What you need to know
- Microsoft will change how Office 365 handles Trusted Documents.
- Trusted Documents can contain active content that can run regardless of IT admin policies.
- Following an upcoming change, IT admin policies will always take precedence over Trusted Documents.
Microsoft is working to secure how Office handles Trusted Documents. These types of documents contain controls that can run without user interaction, including ActiveX controls, Dynamic data Exchange functions, and macros. These files are often used for innocent purposes but can be used as part of attacks by threat actors.
At the moment, Trusted Documents can override Protected View safeguards, but that won't be the case in the future.
"We are changing the behavior of Office applications to enforce policies that block Active Content (ex. macros, ActiveX, DDE) on Trusted Documents," reads the Microsoft 365 roadmap. "Previously, Active Content was allowed to run in Trusted Documents even when an IT administrator had set a policy to block it. As part of ongoing Office security hardening, the IT administrator's choice to block Active Content will now always take precedence over end-user set trusted documents."

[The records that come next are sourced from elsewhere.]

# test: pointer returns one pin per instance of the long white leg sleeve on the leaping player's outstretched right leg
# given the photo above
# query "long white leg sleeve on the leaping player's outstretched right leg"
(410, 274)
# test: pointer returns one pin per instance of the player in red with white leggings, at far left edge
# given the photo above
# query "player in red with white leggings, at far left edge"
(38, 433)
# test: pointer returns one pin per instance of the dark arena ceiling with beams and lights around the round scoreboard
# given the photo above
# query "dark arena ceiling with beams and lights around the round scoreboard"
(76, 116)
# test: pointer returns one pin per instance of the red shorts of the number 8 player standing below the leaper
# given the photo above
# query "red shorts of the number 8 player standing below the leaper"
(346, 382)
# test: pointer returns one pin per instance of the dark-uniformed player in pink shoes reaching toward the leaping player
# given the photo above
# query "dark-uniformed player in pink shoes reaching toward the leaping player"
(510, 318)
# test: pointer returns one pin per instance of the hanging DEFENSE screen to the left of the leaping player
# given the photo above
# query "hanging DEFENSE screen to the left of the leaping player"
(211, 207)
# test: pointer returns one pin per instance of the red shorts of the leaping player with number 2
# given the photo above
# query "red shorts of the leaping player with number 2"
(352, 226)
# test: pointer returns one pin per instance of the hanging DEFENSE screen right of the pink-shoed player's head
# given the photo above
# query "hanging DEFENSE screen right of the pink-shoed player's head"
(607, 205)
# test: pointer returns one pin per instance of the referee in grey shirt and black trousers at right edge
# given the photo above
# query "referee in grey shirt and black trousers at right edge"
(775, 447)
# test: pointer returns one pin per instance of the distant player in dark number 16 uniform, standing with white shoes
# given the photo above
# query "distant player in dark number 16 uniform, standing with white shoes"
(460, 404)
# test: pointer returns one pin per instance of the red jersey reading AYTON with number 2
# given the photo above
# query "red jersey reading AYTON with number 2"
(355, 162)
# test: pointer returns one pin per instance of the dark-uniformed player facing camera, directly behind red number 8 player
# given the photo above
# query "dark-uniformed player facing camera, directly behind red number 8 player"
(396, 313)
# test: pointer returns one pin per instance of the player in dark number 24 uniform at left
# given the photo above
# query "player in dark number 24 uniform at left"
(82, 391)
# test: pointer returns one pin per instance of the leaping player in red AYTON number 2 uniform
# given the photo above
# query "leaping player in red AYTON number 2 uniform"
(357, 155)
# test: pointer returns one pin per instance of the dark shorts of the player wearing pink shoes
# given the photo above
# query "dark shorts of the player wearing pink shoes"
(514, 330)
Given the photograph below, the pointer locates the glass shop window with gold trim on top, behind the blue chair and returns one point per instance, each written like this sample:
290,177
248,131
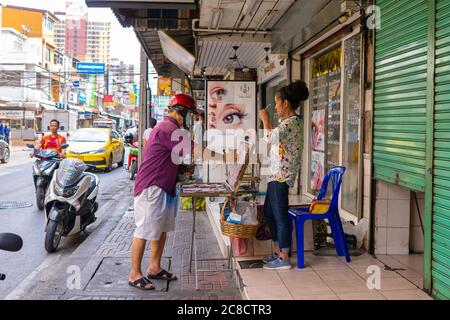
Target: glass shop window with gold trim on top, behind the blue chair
325,104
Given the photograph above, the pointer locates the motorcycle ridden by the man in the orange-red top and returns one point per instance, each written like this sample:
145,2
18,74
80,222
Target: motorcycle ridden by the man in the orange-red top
44,167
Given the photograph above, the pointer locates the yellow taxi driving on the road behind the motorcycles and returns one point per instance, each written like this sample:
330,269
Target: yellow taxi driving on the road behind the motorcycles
99,147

Security risks stem from the fact that Trusted Documents can bypass policies set by IT administrators. Following the outlined change, Trusted Documents will follow set IT admin policies. This is a logical change as it moves decisions related to security to IT admins rather than end-users.
Attacks utilizing documents to fool people are nothing new. A recently discovered malware campaign used a Word document that tried to trick people into activating malicious code. The attack utilized a document that falsely claimed to be made with "Windows 11 Alpha." People could be fooled into thinking that they had to follow prompts from the document to make it work on their PC.
The roadmap states that the feature is in development and that it could arrive in October 2021, but dates on the Microsoft 365 roadmap are always subject to change.